Likewise, there can be no disobedience without a known command given. There can be no lawlessness where there is no law.
So, what aruanan seems to be saying is that, based on the above, Calvin realized there can be no sin without God's command, confirming what we (Orthodox/Catholic) have been saying on these threads all along: the Reformed God is the source of sin.
The devil and wicked men are so held in on every side with the hand of God, that they cannot conceive, or contrive, or execute any mischief, any farther than God himself doth not permit only, but command. Nor are they only held in fetters, but compelled also, as with a bridle, to perform obedience to those commands.Calvin is inconsistent in that sometimes he appears to want to back away from what he said above by talking about God "permitting"* something to happen; however, in a deterministic universe such as he posited, there can be no free will, no obedience, no disobedience, not even the concept of truth or the ability to judge whether something is true or not.
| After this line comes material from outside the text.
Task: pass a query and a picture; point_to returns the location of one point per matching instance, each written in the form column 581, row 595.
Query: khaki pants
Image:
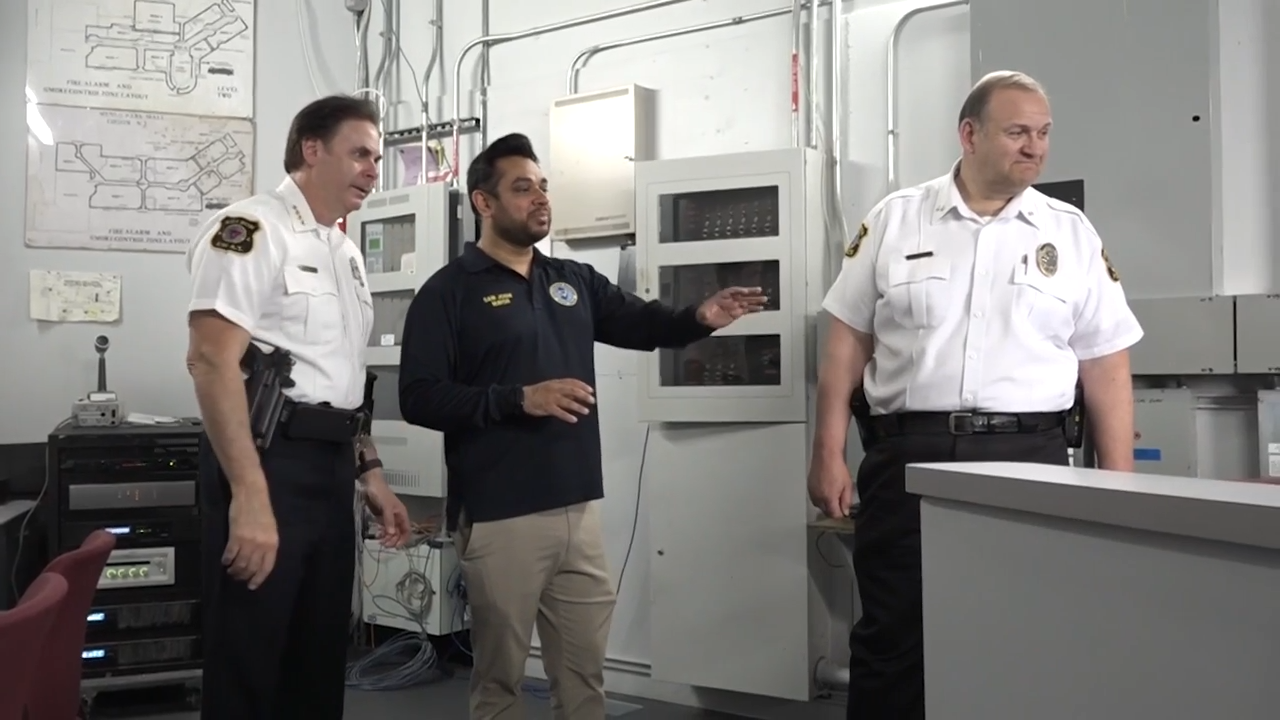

Even one's seeming perceptions of being able to choose are the effect of the initial cause--God. Since everything has been determined by God, to quote Waddington, I believe, "Whatever is, is right."
(Calv. Inst., b. 1, c. 17, s. 11.)
*"From what has been laid down, it follows that Austin, Luther, Bucer, the scholastic divines, and other learned writers are not to be blamed for asserting that, 'God may, in some cases, be said to will the being and commission of sin.' For, were this contrary to his determining will of permission, either he could not be omnipotent, or sin could have no place in the world" (Calvin, Inst. Book iii, chap. 21, sec. 7, p. 53).
God gave Adam a law and he broke it. Because of that sin was inherited by all men following. The Bible says there was sin in the world before God gave the Law to the Jews, and that all have have sinned. God also tells us that no man has an excuse. So, it doesn't appear that sin works quite as you suggest.